Diciotto miliardi di dollari annui di importazioni cinesi saranno colpiti dai dazi annunciati martedì dal presidente statunitense Joe Biden, che aprono un nuovo capitolo nel confronto economico fra Washington e Pechino. “La Cina bara (...), dobbiamo proteggere imprese e lavoratori statunitensi”, ha dichiarato il capo dello Stato. La mossa arriva infatti con un occhio rivolto certo alla Cina ma con l’altro verso l’economia statunitense che Biden afferma di voler proteggere da una concorrenza sleale. Il protezionismo gode di ampio sostegno politico e fa guadagnare punti in vista delle elezioni di novembre. Anche lo sfidante Donald Trump - che durante il suo mandato aveva adottato provvedimenti simili - aveva di recente affermato che, in caso di ritorno alla Casa Bianca, avrebbe a sua volta imposto dazi sulle importazioni cinesi.
Nel dettaglio, dalla decisione di Biden - che nega di volere una “guerra commerciale” - sono toccati settori considerati strategici come quello delle automobili elettriche - per le quali le barriere commerciali sono quadruplicate raggiungendo il 100% - i semiconduttori (dal 25 al 50%), le batterie al litio, i metalli come acciaio e alluminio (dal 7,5 al 25%), i pannelli solari di cui la Cina è primo produttore mondiale, ma anche siringhe e mascherine.
Il Ministero del commercio cinese ha espresso la sua “forte disapprovazione”, accusando Washington di “politicizzare e strumentalizzare i dossier economici”, non in linea con “lo spirito di collaborazione” dell’incontro fra Biden e Xi Jinping lo scorso anno. Pechino minaccia ritorsioni: “Prenderemo misure decise in difesa dei nostri interessi”, ha fatto sapere.

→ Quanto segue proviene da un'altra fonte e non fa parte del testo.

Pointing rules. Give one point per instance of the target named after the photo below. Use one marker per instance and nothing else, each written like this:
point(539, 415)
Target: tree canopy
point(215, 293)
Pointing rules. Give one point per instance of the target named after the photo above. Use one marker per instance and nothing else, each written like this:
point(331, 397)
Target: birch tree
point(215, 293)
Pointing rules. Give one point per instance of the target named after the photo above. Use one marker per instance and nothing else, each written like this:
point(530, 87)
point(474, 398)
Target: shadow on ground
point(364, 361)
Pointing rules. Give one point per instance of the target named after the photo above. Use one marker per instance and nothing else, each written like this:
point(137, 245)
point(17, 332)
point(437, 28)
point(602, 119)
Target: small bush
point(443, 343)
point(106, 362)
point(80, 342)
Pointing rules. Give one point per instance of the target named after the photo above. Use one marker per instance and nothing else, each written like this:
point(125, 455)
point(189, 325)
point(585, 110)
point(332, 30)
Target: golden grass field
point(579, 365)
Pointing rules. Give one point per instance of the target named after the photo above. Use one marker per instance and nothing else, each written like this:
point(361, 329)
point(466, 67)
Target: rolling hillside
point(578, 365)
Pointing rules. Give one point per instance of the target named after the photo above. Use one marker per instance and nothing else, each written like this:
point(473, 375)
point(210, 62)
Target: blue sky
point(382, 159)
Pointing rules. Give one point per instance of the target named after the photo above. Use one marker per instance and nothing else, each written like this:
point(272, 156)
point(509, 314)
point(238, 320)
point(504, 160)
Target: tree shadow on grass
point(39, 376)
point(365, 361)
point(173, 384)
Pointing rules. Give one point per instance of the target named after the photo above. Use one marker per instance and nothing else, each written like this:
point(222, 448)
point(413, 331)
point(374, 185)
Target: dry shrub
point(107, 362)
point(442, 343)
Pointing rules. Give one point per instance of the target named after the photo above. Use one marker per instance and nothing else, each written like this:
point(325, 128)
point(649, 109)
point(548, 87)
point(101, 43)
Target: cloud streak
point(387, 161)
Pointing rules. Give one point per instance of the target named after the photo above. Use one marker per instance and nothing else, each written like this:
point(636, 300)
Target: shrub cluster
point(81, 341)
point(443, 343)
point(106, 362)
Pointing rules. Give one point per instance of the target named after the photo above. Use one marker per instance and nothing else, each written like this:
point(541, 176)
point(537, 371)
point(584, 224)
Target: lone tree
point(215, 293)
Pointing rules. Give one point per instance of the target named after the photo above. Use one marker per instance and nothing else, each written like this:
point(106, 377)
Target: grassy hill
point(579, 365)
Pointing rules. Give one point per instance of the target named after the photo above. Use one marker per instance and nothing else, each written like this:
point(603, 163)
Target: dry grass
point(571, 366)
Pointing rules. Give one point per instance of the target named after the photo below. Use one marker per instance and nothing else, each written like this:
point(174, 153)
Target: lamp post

Nel settembre scorso anche la Commissione europea aveva annunciato l’apertura di un’inchiesta sulle sovvenzioni cinesi al settore delle auto elettriche. La presidente Ursula von der Leyen si era detta pronta a “decisioni ferme” per proteggere economia e sicurezza” dell’UE. Ma secondo attori del settore come il patron di BMW Oliver Zipse, Bruxelles rischia di spararsi da sola in un piede con questo passo. E martedì sono arrivate due reazioni scettiche all’annuncio di Biden, quelle del premier svedese Ulf Kristersson e del cancelliere tedesco Olaf Scholz, in visita a Stoccolma.
“Non è una buona idea quella di smantellare il commercio mondiale”, ha dichiarato in particolare il primo, mentre Scholz ha ricordato che il 50% delle auto elettriche che partono dalla Cina escono da fabbriche di costruttori occidentali. I numeri: l’anno scorso, secondo l’ONG Transport & Environment, il 20% delle auto elettriche vendute nell’UE - 300’000 unità - era stato costruito in Cina, e di questo 20%, più della metà era di marchi occidentali come Tesla o la già citata BMW. Si tratta di un mercato fortemente interconnesso: basti pensare che la marca svedese Volvo è nelle mani della cinese Geely e che vende il 42% della sua produzione in Europa - dove sta costruendo la sua terza fabbrica - e il 24% in Cina dove ne ha già tre.